Sunday, November 29, 2020

Home for the Holidays


The refrigerator is stuffed with Thanksgiving leftovers since no one came over. Cyber Monday will be here soon so heat up your credit cards. The tree and lights and ornaments need to be put up out of tradition but now it is just a chore. Streaming the same old Christmas carols just seems like Groundhog Day all over again.

You are Home for the Holidays.

With all the same folks you have been quarantined for months and no end in sight this is the end of the year. The time for good cheer with the same people you’ve been stranded with.

There is a month before the five presents under the tree are unwrapped, so what do you do?

You’ve put together all the puzzles.
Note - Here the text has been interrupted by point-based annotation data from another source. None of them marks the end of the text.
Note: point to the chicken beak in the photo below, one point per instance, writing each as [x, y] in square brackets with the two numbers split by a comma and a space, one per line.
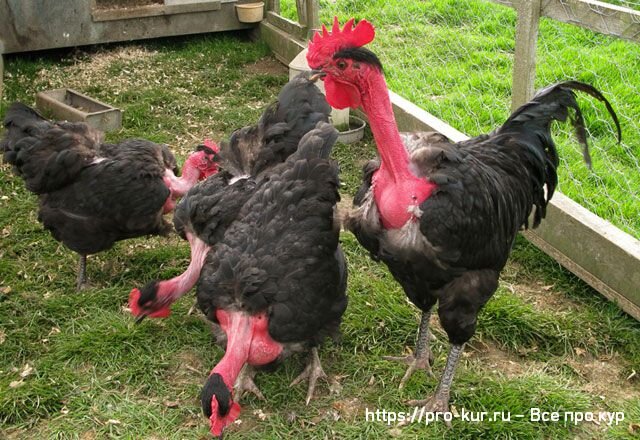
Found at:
[316, 75]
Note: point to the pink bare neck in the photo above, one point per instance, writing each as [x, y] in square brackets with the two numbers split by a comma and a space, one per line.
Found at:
[180, 185]
[169, 291]
[177, 286]
[396, 188]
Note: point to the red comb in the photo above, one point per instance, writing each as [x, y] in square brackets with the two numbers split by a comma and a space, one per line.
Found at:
[210, 144]
[324, 44]
[136, 310]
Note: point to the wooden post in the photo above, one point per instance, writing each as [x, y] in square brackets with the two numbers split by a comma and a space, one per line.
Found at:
[524, 64]
[313, 16]
[301, 8]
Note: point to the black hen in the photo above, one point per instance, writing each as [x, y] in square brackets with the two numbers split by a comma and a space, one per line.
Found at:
[213, 205]
[93, 194]
[276, 281]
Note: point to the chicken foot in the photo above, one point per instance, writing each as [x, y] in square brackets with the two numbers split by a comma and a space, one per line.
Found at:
[245, 384]
[312, 373]
[439, 402]
[423, 358]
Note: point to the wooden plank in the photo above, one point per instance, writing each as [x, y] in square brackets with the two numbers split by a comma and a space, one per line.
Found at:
[524, 63]
[596, 251]
[313, 17]
[287, 26]
[601, 17]
[602, 255]
[170, 7]
[284, 45]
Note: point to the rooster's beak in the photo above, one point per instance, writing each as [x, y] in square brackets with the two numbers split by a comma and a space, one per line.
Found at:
[317, 74]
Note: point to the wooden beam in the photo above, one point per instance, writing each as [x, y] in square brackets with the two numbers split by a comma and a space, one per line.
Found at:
[604, 18]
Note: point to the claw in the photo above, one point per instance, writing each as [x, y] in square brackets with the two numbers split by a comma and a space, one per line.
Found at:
[312, 372]
[245, 384]
[438, 403]
[415, 363]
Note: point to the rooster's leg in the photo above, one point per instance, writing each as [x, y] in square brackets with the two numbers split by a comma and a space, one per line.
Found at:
[81, 282]
[439, 402]
[245, 384]
[312, 373]
[423, 358]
You’ve read every book. You’ve streamed every movie. Your kids are either taking college classes or rudimentary reading. All your favorite snacks taste like cardboard. If you had to go outside you couldn’t wear anything with a belt. The furniture is covered in blankets and animal hair. The sink is full of dirty dishes. You’ve forgotten where the deodorant is.

A Zoom session with family just wasn’t the same as dressing up, filling the car with people and dishes, remembering to lock the back door and turn off the stove, weaving in and out of traffic of other families avoiding scientific directions to stay home, spilling gravy on your new jacket, sweating in the kitchen, all talking and laughing at the same time when not filling your mouth with all manner of food your doctor recommends you not eat, retiring to the television to watch a virtual parade or a football game with empty stands before the tryptophan knocks you out. There is a reason why you only see these people once a year.

This year might be a good time to start a new holiday tradition.

Instead of feasting with the Indigenous people one could take the family to the local soup kitchen and work a food line spooning out powdered mashed potatoes and runny gravy to people who have no other place to eat. If adventurous go to an encampment of homeless to expose your children (and yourself) how the other half live.

Closer to home you could start raking the leaves in your yard, then offer to help a neighbor to help with their chores. A little stretching and bending over is called exercise.

When the weather gets bad, throw a tarp on the floor, hand everyone a paintbrush and refurbish a room. If you decide to be creative let the kids draw decorations on the walls. It may give a bit of personal spice to the room. It can be painted over later (or not).

Gather the family around the dining room table and pull out some old family pictures. Make a picture album while teaching your kids their ancestry.

If anyone has a musical flair, move the furniture back and create a stage. Play some instruments of Christmas carols or old songs that were important in the past. These moments can be a good teaching experience full of laughter and dancing. Don’t worry about filming it for an upload on social media. This is a moment your kids can tell their kids without a video documentary.

After spending months of complaining and wishing it would become normal again, it is time to realize what this time is giving us.

You are spending time with the person you vowed to spend the rest of you life with. You are spending time with the people you created. You are in the place you selected to live with all the collections you’ve gathered.

This shape shifting is presenting you with an opportunity only fantasized before.

Put down the remote, turn off the phone, shutdown the screens and revel in the new reality.

No one knows how long this adventure into the unknown will last; so make the best of it. Create memories that will be worth telling stories about. Great books are written about times like these. The museums are full of artistic documentations of event interpretations.

This is a moment in history to be remembered. Don’t waste your time.